Agricultural Relief and bringing a lifeime trust to an end


I have a situation where a mother and daughter farm under a partnership agreement. The daughter wants to develop the farm and will need to mortgage the farm. At the moment the mother has a life interest and the daughter and her sister are the remaindermen. The mother wishes to remain in the farm house. I am concerned about this being a PET and whether or not they would get APR , I am also concerned about CGT. Does anyone have any other suggestions of ways in which farms secure loans . The only other alternative would be the sale of the farm.

Collette Hodkinson

CPH Solicitors

(Carlton Collister) #2

A number of issues are raised here and there is insufficient information to provide other than pointers and the following is not exhaustive:

  1. A trust can usually borrow funds (provided that the trust instrument has this power) and this will be a matter of finding an appropriate lender, or perhaps being able to locate the appropriate person within the lender. There will be additional complexity for the lender and associated cost, but I have clients using Barclays and Lloyds, so I am sure that other lenders will also be available to deal if it meets their criteria.
  2. As a life interest trust, the repayment of capital on borrowings will need to be considered and might be funded by a loan by the life tenant, but care is needed to document this appropriately (for example, it might be interest-free and repayable on demand).
  3. Self evidently, whether Inheritance Tax reliefs remain available following development depend on the nature of the development and the structure of the business. APR can be lost on the farmhouse if it is no longer of a character appropriate to the farming trade.
  4. Capital Gains Tax is only an issue if property is transferred from the trust. Provided that all conditions are met, holdover relief should be available on property that is a trading asset or qualifies for APR. This might suggest that property is transferred from the trust prior to development, if it is to be subsequently developed for a non-qualifying purpose, so that holdover relief would be denied.
  5. If property is transferred from the trust this will be a PET, and although relief may be available at the time of transfer, this may be lost if the donee does not qualify for relief on the donor’s death.
  6. Depending upon how the the factors in the BPR cases of Farmer and Brander might be applied to the current situation, a continuing partnership structure might allow some development, with BPR being available at 50% on property not qualifying for APR.

Carlton Collister
landtax llp

(Simon James Northcott) #3

If the debt is secured against the farm, this will reduce the reliefs, and may do so now even if not secured against the farm.

Simon Northcott

(Paul Saunders) #4

Carlton has identified the potential for APR to be restricted.

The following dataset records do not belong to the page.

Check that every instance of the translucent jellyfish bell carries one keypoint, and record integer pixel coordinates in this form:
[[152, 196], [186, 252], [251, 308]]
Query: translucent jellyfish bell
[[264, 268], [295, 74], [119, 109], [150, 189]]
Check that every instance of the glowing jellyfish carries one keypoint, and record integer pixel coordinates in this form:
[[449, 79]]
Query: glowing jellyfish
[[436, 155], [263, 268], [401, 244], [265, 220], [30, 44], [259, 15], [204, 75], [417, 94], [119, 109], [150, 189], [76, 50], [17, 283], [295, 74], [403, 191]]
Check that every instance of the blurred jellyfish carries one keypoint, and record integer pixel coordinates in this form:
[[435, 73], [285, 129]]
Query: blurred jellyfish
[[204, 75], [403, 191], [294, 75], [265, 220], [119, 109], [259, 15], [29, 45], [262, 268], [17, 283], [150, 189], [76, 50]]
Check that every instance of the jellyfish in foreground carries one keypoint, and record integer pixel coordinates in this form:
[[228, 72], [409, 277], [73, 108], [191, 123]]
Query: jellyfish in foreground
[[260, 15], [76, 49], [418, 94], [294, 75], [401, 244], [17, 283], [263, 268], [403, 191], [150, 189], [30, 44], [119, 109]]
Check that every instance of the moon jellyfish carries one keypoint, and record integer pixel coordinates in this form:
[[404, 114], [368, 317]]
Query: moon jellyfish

When considering development of property which qualifies for APR, it is important to remember that APR only applies to the agricultural value of the land in question. If the land is valued at, say £2,000 an acre for agricultural purposes, but £100,000 an acre as development land, APR will be limited to a maximum of £2,000 an acre.

If there is likely to be a significant uplift in value with no corresponding uplift in available IHT reliefs, it might be appropriate to consider winding up the trust with the land passing to the remaindermen, thus trying to secure the maximum APR relief before initiating any development. However, this could be allowing the “tax tail” to “wag the dog”!